Donate Now


Playwrights’ Corner

Jennifer Maisel Headshot
Last season, Lark's Artistic Director John Clinton Eisner traveled to Los Angeles, California, to get together with some of the many Lark playwrights and community members who have migrated to pursue their craft on the West Coast (aka, the folks behind what some people are calling the Golden Age of Television). Fostering a community among artists remains essential even, and perhaps especially, when the artists are living on opposite ends of a land mass. So, we're asking some of our warm weather friends (not to be confused with fair weather friends) to write in on how the culture of a city influences the work and art it fosters, bicoastal life, finding artistic community, and creative ways we can bridge the distance between two cities that value the power of dramatic storytelling. Next up is Jennifer Maisel!

The play really begins the moment I get into my car.
Drive time as the pre-experience to curtain.
A crawling ant darting into unprotected lefts in rush hour.
The tenseness of the will-I-get-there-on-time.
The zen of the stop and start.

Sometimes the preshow is narrated by the Waze Lady or NPR or a chat with a friend who is also in a car heading for some show on what is always over-the-hill-from-where-we-are or the-other-side-of-town-from-where-we-live.

Sometimes serendipity blesses me with a friend in the general vicinity going to see the same play – a preshow carpool date.

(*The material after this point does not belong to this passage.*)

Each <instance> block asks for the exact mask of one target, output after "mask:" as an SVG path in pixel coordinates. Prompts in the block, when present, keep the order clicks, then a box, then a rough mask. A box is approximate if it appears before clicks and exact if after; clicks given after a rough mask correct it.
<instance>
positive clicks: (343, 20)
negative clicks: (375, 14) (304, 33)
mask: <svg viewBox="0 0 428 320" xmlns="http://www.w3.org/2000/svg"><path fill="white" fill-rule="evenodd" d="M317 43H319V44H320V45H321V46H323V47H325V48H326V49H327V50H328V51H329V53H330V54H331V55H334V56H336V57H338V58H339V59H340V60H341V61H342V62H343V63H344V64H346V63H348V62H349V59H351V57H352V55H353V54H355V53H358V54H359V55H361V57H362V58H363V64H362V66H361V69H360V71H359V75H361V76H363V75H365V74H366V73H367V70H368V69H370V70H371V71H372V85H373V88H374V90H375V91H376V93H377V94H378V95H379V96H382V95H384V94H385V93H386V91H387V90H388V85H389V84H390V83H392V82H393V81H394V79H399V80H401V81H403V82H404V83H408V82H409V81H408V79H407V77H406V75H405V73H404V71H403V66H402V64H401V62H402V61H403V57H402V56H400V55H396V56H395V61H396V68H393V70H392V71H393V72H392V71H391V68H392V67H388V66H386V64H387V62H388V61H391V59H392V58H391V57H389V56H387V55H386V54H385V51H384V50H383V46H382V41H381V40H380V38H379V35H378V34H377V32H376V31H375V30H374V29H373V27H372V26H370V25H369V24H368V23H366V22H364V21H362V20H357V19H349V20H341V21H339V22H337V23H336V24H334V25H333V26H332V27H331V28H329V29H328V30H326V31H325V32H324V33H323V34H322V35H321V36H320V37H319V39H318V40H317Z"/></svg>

In LA the going of seeing theater is a commitment beyond the “do I want to see this play” to the “do I want to see this play enough to brave rush hour to Atwater?”

Is it worth it?

Pssst. Hey Buddy. Let me tell you something. The it-doesn’t-need-to-be-a-secret secret of LA theater is that it’s overflowing with magic created a shoestring (or with shoestrings), daring and talent and yearning and staging that can make your core shake.

LA theater is surprise and smarts stuffed into black boxes – and hotel rooms and new apartment buildings, garages and metro cars. For a city that’s known to be focused on screens little and big, LA theater is the grasp of your hand in a lonely sea.

There are so many who have no idea what’s going in the theaters they drive by every day. There’s so many who have yet to discover even the major theaters if not the minors. There are so many who haven’t figured out where to do the drive to – so many who don’t know what’s worth it.

But for those who do the desire subsumes the slow jam of the getting there and the commitment to our community is re-iterated again and again as we converge in parking lots and on sidewalks and in lobbies. As we invite people who maybe don’t think of seeing a play as an option for their evening to join in the intimacy and the wonder and they do – and they vow to come back. Welcome.

There are evenings, yes, when I open the program to note the run time and laugh that it is shorter than what it took to get me there. There are evenings I can’t brave the drive and I don’t go and there are evenings when I can’t brave the drive and I do.

And in the end I sail towards home. Words of the stage resonating in my heart and head in the clear roads in the after of the night. I pull into my driveway but take a few more moments before I get out of my car. End of play.